A year later, however, another language model took over both GPT-3 and Turing-NLG in terms of innovation and ingenuity.
This model, called Wu Dao 2.0, was presented at BAAI. The work behind Wu Dao 2.0, which is dubbed China’s first large-scale intelligent model system, was led by BAAI Research Academic Vice President and Tsinghua University Professor Tang Jie. It was supported by a team of more than 100 AI scientists from Peking University, Tsinghua University, Renmin University of China, Chinese Academy of Sciences and other institutions.
Wu Dao 2.0 is actually the successor to Wu Dao 1.0, which was unveiled by BAAI earlier this year. Wu Dao 2.0 is truly China’s biggest and best response to GPT-3.
First, unlike GPT-3, Wu Dao 2.0 expands in both Chinese and English with skills learned by analyzing 4.9 terabytes of images and text. Wu Dao 2.0 has also entered into partnership agreements with 22 brands, including smartphone maker Xiaomi and video app Kuaishou. The Chinese model was trained on 1.75 trillion parameters, which is almost 10 times greater than the 175 billion parameters on which GPT-3 was trained.
Wu Dao 2.0 can also write poems in traditional Chinese styles, answer questions, write essays, and write text for pictures.
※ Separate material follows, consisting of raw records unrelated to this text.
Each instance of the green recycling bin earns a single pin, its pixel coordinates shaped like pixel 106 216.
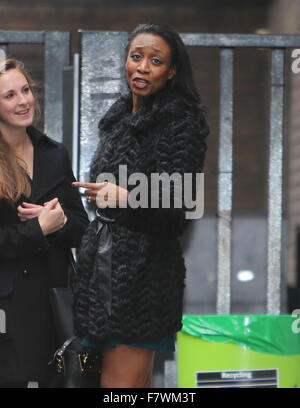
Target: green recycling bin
pixel 229 351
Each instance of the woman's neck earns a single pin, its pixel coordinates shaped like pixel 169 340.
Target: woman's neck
pixel 15 138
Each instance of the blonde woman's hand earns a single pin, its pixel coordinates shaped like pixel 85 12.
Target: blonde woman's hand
pixel 52 218
pixel 26 211
pixel 104 194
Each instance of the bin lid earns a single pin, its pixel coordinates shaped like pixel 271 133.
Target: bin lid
pixel 272 334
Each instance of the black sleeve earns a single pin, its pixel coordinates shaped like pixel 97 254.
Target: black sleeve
pixel 22 239
pixel 77 219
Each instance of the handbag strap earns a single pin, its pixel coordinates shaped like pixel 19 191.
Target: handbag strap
pixel 67 343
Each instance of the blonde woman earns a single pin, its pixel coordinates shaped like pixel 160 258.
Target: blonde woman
pixel 41 218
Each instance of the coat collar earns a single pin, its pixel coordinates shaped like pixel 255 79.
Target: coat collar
pixel 170 106
pixel 38 137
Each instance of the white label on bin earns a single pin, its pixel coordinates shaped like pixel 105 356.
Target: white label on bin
pixel 237 379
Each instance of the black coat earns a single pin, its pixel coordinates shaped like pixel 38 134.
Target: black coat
pixel 148 269
pixel 30 264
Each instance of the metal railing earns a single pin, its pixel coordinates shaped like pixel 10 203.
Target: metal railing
pixel 56 57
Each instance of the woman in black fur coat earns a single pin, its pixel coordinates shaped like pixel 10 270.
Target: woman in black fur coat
pixel 128 295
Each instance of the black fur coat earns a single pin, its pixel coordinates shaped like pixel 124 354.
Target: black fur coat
pixel 148 269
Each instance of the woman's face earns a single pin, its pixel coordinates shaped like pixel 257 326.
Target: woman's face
pixel 148 66
pixel 16 100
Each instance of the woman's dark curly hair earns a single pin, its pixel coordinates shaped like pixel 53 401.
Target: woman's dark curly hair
pixel 183 81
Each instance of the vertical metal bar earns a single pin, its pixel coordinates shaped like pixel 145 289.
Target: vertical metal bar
pixel 57 55
pixel 275 182
pixel 102 81
pixel 3 52
pixel 225 181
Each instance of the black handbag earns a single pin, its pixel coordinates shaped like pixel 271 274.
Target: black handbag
pixel 76 367
pixel 72 365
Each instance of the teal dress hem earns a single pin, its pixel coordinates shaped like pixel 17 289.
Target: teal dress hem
pixel 164 344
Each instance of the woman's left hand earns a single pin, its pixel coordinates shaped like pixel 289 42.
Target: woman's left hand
pixel 26 211
pixel 104 194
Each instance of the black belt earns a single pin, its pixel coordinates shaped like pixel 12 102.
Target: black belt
pixel 102 265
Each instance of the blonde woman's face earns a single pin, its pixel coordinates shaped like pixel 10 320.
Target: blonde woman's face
pixel 16 100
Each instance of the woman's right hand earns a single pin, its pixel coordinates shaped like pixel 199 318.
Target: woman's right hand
pixel 52 217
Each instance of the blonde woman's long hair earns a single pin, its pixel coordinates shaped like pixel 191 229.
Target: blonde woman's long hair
pixel 13 179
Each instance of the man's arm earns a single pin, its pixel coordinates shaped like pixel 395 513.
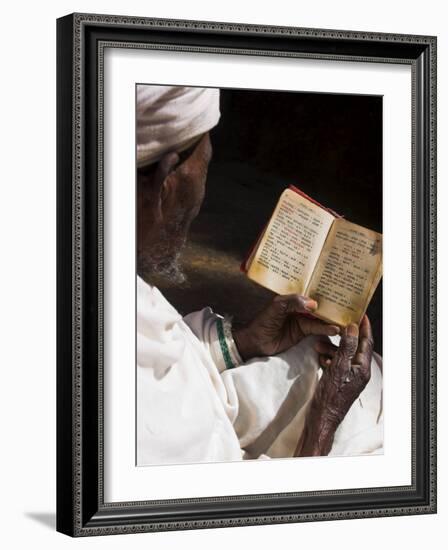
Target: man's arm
pixel 281 325
pixel 346 372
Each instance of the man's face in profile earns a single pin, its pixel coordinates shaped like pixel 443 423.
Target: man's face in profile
pixel 170 195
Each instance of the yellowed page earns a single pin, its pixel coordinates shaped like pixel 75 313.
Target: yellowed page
pixel 347 273
pixel 291 244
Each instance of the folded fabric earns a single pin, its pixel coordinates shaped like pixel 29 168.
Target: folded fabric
pixel 170 118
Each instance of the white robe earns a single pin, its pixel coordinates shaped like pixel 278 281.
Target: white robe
pixel 191 409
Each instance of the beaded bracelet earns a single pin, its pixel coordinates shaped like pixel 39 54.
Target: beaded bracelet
pixel 232 358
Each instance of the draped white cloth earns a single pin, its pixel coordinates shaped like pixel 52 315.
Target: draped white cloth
pixel 191 409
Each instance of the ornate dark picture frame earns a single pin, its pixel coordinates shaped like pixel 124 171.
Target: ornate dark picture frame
pixel 81 39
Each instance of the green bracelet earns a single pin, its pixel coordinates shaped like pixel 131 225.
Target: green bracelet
pixel 223 343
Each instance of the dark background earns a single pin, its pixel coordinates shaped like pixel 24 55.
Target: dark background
pixel 328 145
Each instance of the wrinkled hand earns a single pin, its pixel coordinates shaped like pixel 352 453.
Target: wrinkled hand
pixel 346 372
pixel 280 326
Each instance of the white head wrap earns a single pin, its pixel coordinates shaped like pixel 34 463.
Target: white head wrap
pixel 171 118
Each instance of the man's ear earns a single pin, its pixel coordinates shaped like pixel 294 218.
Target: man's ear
pixel 163 169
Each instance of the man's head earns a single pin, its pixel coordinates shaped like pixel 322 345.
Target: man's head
pixel 173 154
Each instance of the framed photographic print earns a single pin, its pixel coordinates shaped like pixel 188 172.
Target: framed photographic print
pixel 246 274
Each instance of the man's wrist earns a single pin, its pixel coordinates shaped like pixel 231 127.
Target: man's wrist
pixel 318 436
pixel 246 348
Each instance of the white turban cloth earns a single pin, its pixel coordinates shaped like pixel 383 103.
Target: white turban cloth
pixel 171 118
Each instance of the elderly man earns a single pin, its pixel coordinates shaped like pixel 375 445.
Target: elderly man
pixel 207 391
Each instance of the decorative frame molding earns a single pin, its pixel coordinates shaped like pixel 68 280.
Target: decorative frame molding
pixel 81 39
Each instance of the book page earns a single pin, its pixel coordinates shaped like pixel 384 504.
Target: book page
pixel 291 244
pixel 347 273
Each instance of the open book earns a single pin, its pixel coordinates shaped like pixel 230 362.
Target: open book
pixel 308 249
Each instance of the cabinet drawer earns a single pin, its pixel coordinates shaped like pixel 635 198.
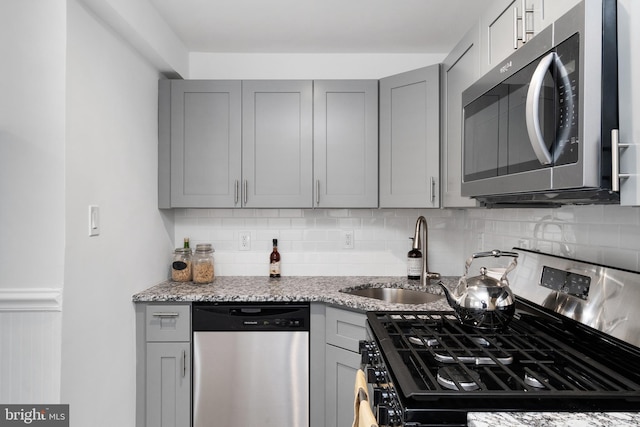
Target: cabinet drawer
pixel 168 322
pixel 345 328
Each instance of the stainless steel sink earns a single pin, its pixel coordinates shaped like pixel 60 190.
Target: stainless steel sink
pixel 395 295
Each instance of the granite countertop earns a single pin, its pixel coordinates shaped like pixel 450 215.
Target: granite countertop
pixel 553 419
pixel 327 290
pixel 300 289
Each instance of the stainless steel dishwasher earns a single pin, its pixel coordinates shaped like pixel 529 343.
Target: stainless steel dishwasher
pixel 250 364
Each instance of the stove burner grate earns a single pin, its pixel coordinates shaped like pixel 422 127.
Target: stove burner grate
pixel 431 354
pixel 456 378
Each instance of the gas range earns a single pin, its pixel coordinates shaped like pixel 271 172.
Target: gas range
pixel 426 369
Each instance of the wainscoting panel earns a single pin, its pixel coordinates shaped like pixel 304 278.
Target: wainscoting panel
pixel 30 345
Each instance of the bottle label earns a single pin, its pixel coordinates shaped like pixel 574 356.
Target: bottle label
pixel 179 265
pixel 414 267
pixel 274 267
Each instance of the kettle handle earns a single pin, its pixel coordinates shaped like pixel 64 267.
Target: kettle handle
pixel 494 253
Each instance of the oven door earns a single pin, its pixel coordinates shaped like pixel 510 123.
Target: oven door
pixel 517 130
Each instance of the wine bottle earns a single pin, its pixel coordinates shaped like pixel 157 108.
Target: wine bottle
pixel 274 260
pixel 414 264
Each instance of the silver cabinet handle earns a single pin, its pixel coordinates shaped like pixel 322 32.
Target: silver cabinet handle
pixel 432 185
pixel 532 119
pixel 515 28
pixel 166 314
pixel 616 146
pixel 245 190
pixel 524 21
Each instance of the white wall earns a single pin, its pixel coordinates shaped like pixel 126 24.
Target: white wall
pixel 111 161
pixel 32 143
pixel 304 66
pixel 32 48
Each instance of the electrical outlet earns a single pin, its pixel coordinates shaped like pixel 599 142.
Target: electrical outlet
pixel 245 241
pixel 348 239
pixel 94 220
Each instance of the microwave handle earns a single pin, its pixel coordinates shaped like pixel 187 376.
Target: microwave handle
pixel 533 101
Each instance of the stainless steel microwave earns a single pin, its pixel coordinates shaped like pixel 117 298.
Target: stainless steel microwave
pixel 537 129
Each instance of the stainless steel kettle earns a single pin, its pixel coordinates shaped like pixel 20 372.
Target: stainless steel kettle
pixel 483 301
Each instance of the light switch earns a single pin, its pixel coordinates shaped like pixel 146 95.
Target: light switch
pixel 94 220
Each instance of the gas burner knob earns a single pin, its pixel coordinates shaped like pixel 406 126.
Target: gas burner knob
pixel 369 355
pixel 376 375
pixel 383 395
pixel 389 416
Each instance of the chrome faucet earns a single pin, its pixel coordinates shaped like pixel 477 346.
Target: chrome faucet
pixel 420 242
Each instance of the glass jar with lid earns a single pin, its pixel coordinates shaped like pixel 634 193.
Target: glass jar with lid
pixel 181 267
pixel 203 263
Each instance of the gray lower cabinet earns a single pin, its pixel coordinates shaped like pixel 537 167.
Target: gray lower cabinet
pixel 410 139
pixel 344 330
pixel 164 360
pixel 459 70
pixel 345 126
pixel 168 384
pixel 277 143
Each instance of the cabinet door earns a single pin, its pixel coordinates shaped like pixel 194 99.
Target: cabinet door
pixel 168 384
pixel 629 100
pixel 345 143
pixel 459 70
pixel 277 156
pixel 553 9
pixel 506 29
pixel 410 139
pixel 205 143
pixel 341 368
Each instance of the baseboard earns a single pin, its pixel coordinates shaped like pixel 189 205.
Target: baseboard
pixel 30 299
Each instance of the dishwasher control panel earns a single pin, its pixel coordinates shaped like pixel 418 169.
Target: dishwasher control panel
pixel 250 316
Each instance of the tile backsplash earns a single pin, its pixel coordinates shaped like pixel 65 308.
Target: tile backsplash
pixel 312 241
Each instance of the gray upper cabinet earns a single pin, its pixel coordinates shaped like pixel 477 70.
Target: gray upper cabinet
pixel 345 143
pixel 629 101
pixel 410 139
pixel 553 9
pixel 200 150
pixel 506 26
pixel 459 70
pixel 277 136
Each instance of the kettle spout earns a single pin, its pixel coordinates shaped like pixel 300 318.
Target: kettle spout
pixel 452 302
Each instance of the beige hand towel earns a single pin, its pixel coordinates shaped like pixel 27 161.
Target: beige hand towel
pixel 360 384
pixel 367 419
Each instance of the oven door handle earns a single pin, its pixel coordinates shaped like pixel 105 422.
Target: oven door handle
pixel 533 101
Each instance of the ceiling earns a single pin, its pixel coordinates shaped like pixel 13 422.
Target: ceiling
pixel 320 26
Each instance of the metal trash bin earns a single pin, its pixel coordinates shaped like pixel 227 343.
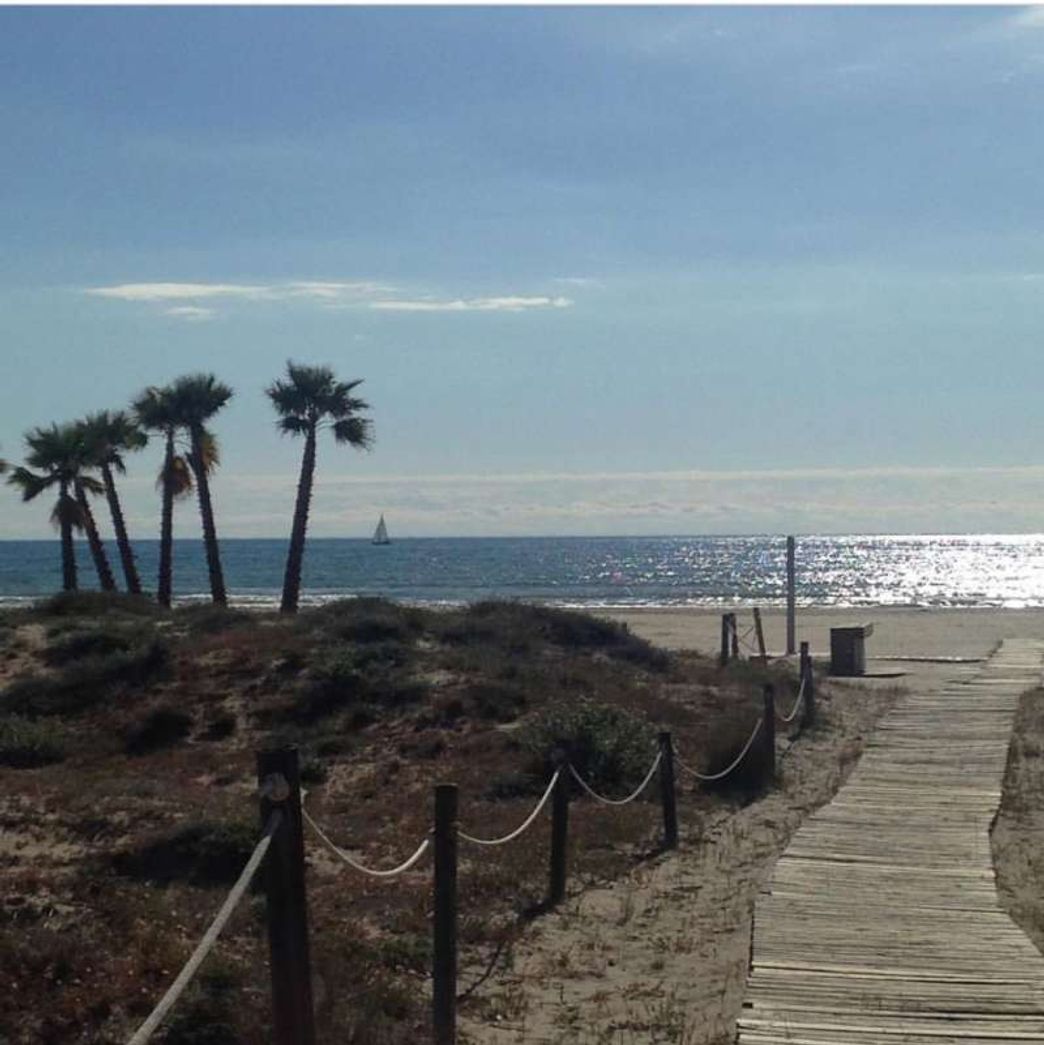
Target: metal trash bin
pixel 848 649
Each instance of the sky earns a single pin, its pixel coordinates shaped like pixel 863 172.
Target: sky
pixel 602 270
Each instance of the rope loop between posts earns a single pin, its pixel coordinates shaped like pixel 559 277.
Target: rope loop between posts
pixel 208 939
pixel 786 719
pixel 522 827
pixel 354 864
pixel 724 772
pixel 619 802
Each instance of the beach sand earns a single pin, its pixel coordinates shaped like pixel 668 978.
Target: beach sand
pixel 663 954
pixel 898 631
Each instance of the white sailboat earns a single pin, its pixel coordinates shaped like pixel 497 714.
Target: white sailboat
pixel 380 534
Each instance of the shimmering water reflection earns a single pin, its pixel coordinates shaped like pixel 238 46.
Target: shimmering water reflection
pixel 979 570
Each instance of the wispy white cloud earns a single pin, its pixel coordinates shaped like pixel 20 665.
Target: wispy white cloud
pixel 177 292
pixel 192 314
pixel 506 304
pixel 1027 18
pixel 318 291
pixel 330 294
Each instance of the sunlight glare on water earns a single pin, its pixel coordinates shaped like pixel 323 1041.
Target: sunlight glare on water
pixel 979 570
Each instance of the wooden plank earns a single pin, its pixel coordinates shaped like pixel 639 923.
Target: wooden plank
pixel 881 924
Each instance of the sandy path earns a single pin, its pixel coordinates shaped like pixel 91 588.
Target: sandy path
pixel 662 956
pixel 897 632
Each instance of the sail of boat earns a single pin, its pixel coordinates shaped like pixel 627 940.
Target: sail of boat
pixel 380 534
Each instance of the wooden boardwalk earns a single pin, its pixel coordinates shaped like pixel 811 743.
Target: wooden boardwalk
pixel 881 923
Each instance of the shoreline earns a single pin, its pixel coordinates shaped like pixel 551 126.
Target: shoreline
pixel 898 631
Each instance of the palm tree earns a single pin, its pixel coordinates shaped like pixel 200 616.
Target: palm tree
pixel 108 437
pixel 154 411
pixel 310 398
pixel 195 398
pixel 56 454
pixel 82 485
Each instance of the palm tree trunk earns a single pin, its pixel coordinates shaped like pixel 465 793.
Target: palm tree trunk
pixel 207 517
pixel 106 578
pixel 164 583
pixel 295 557
pixel 68 549
pixel 119 527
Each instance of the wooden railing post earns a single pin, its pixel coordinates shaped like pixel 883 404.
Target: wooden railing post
pixel 559 829
pixel 667 791
pixel 808 678
pixel 760 632
pixel 444 919
pixel 768 726
pixel 287 909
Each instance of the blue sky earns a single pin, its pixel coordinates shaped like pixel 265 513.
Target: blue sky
pixel 603 270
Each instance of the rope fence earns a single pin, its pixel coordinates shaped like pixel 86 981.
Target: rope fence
pixel 206 945
pixel 524 827
pixel 281 845
pixel 354 864
pixel 618 802
pixel 736 763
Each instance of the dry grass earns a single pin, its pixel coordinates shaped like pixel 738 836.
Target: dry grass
pixel 112 862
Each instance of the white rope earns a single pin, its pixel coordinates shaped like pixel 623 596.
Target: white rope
pixel 619 802
pixel 522 827
pixel 210 936
pixel 391 873
pixel 785 719
pixel 736 762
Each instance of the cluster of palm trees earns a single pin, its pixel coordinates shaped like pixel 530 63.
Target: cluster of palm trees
pixel 80 459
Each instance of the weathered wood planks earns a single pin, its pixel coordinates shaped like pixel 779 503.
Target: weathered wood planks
pixel 881 924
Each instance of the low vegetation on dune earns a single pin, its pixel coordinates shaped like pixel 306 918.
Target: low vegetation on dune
pixel 128 738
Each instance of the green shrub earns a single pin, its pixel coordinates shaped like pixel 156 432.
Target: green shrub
pixel 207 1014
pixel 25 743
pixel 608 746
pixel 76 644
pixel 366 620
pixel 207 619
pixel 86 682
pixel 205 853
pixel 161 727
pixel 517 626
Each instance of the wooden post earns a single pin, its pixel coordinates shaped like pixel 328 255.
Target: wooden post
pixel 444 920
pixel 559 829
pixel 292 1007
pixel 791 597
pixel 761 635
pixel 768 725
pixel 667 791
pixel 809 681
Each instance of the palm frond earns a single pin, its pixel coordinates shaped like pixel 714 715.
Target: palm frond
pixel 181 478
pixel 92 485
pixel 196 397
pixel 293 424
pixel 67 509
pixel 29 484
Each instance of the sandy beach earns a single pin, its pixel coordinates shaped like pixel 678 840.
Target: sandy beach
pixel 898 632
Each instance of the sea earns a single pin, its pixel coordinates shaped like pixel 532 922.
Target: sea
pixel 921 570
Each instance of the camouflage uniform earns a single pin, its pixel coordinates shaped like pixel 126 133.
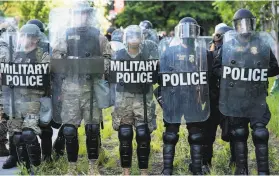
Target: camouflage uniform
pixel 129 107
pixel 131 101
pixel 3 122
pixel 81 41
pixel 23 124
pixel 76 98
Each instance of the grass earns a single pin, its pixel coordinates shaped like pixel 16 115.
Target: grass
pixel 109 163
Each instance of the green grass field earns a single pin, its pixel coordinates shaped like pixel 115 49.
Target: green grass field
pixel 109 159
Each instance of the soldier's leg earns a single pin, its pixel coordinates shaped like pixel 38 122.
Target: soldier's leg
pixel 71 136
pixel 125 136
pixel 12 159
pixel 210 133
pixel 59 143
pixel 21 149
pixel 260 136
pixel 14 128
pixel 239 136
pixel 3 138
pixel 196 140
pixel 123 121
pixel 143 139
pixel 46 142
pixel 143 130
pixel 93 140
pixel 170 139
pixel 32 145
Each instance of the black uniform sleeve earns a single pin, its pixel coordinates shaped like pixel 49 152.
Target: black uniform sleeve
pixel 273 66
pixel 217 64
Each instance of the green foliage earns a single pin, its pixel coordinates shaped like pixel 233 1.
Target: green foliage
pixel 165 15
pixel 226 9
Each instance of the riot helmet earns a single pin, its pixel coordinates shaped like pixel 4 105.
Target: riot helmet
pixel 133 37
pixel 219 33
pixel 117 35
pixel 82 15
pixel 244 21
pixel 28 38
pixel 109 33
pixel 187 28
pixel 146 25
pixel 37 23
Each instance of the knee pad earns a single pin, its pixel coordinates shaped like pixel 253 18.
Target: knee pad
pixel 17 139
pixel 196 136
pixel 240 134
pixel 125 135
pixel 260 134
pixel 170 138
pixel 143 150
pixel 46 133
pixel 32 145
pixel 93 140
pixel 70 132
pixel 29 137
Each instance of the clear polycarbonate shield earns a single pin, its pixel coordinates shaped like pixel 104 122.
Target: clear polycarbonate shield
pixel 184 82
pixel 151 34
pixel 187 30
pixel 208 41
pixel 163 45
pixel 77 64
pixel 24 74
pixel 133 71
pixel 244 81
pixel 117 40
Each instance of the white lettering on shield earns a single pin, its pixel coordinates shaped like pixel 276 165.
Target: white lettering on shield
pixel 242 74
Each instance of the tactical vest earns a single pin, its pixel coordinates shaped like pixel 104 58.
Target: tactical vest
pixel 83 42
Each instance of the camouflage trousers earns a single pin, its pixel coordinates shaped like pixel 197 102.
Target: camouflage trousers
pixel 76 105
pixel 129 109
pixel 27 117
pixel 3 127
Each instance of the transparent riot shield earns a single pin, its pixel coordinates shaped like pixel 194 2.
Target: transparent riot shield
pixel 134 72
pixel 163 45
pixel 77 65
pixel 25 74
pixel 208 41
pixel 184 82
pixel 151 34
pixel 117 40
pixel 244 81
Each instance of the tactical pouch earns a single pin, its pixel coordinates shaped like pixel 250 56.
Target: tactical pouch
pixel 45 111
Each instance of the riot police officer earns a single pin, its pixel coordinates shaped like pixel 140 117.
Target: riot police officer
pixel 243 99
pixel 186 54
pixel 148 32
pixel 3 123
pixel 214 119
pixel 47 132
pixel 109 33
pixel 22 104
pixel 133 102
pixel 81 95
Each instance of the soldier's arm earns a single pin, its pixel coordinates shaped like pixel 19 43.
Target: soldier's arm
pixel 273 66
pixel 106 53
pixel 4 52
pixel 217 64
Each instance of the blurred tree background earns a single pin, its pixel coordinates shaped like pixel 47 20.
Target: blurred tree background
pixel 163 14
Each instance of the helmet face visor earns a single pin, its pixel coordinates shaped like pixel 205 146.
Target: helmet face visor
pixel 187 30
pixel 245 25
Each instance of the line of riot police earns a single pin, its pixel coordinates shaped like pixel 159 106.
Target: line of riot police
pixel 222 87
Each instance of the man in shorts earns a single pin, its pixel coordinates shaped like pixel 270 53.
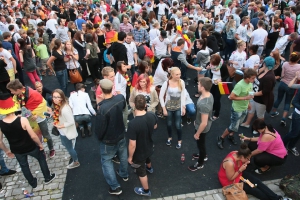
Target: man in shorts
pixel 240 96
pixel 140 148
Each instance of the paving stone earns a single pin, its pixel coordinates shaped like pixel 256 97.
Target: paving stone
pixel 199 194
pixel 182 196
pixel 56 196
pixel 208 197
pixel 191 195
pixel 219 196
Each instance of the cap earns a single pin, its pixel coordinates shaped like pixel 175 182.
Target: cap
pixel 106 84
pixel 163 34
pixel 269 62
pixel 79 86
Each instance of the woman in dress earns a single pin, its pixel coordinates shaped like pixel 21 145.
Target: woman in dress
pixel 63 120
pixel 172 100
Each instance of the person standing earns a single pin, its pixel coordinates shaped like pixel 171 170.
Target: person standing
pixel 140 147
pixel 33 101
pixel 110 130
pixel 240 97
pixel 22 141
pixel 203 120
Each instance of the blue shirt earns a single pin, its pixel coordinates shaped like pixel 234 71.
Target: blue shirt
pixel 79 23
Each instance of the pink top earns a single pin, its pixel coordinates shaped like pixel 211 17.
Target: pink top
pixel 288 72
pixel 99 91
pixel 275 147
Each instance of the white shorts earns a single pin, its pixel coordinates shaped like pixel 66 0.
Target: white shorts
pixel 260 109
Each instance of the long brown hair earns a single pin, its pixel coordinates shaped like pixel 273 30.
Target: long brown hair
pixel 172 71
pixel 63 99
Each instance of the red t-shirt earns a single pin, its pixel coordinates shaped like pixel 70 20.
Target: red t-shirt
pixel 291 25
pixel 222 173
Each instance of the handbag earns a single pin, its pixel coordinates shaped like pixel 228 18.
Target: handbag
pixel 55 131
pixel 75 76
pixel 231 70
pixel 235 192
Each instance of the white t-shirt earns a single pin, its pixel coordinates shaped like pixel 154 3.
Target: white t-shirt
pixel 137 7
pixel 7 57
pixel 131 49
pixel 242 32
pixel 161 46
pixel 153 33
pixel 259 36
pixel 253 60
pixel 238 57
pixel 52 24
pixel 161 8
pixel 120 84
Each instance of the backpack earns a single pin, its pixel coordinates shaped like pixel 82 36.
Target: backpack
pixel 290 186
pixel 220 40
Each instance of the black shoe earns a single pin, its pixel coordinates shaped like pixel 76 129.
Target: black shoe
pixel 195 156
pixel 116 159
pixel 82 133
pixel 116 191
pixel 90 130
pixel 220 142
pixel 9 173
pixel 124 178
pixel 52 177
pixel 231 138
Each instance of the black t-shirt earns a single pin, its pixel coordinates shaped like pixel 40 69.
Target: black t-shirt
pixel 272 40
pixel 59 63
pixel 141 129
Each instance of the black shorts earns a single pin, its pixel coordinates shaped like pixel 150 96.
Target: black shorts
pixel 141 167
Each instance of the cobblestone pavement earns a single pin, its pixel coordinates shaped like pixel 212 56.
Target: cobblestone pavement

Additionally, this language model has met or exceeded peak levels (SOTA) on nine benchmarks, as reported by BAAI. These include:
1- ImageNet (zero-shot): SOTA, surpassing OpenAI CLIP.
2- LAMA (factual knowledge and common sense): AutoPrompt exceeded.
3- LAMBADA (shutdown tasks): overtook Microsoft Turing NLG.
4- SuperGLUE (few-shot): SOTA, surpassing OpenAI GPT-3.
5- UC Merced Land Use (zero-shot): SOTA, surpassing OpenAI CLIP.
6- MS COCO (text generation diagram): Outperformed OpenAI DALL · E.
7- MS COCO (graphical recovery in English): Outperformed OpenAI CLIP and Google ALIGN.
8- MS COCO (multilingual graphic recovery): Surpassed UC (best multilingual and multimodal pre-trained model).
9- Multi 30K (multilingual graphics recovery): Surpassed UC.
Finally, Wu Dao 2.0 unveiled Hua Zhibing, the world’s first Chinese virtual student. Hua can learn, draw and compose poetry. In the future, she will be able to learn coding. This learning ability of Wu Dao 2.0 contrasts sharply with GPT-3.
Further details on how and exactly the nature of Wu Dao 2.0 training is not yet available, making direct comparison with GPT-3 difficult. However, the new language model is a testament to China’s AI ambitions and superb research agendas. There is no doubt that innovation in AI will increase in the years to come, and many of these innovative developments will help advance many other industries.
One of the luminaries of AI and investors, who helped build at least 7 AI-powered unicorns driven by AI, Dr Kai-Fu Lee, recently gave a talk at the Science and Technology Park from Hong Kong where he explained the power of transformers tweaking huge pre-trained models such as Wu Dao 2.0. These models can be refined for multiple industries and a large number of applications such as education, finance, law, entertainment, and most importantly, healthcare and biomedical research.
Applications of transformers in biomedical research have the potential to produce new discoveries that will benefit humans no matter where they live. And we sincerely hope that despite the trade wars, governments will consider collaborating in biomedical research.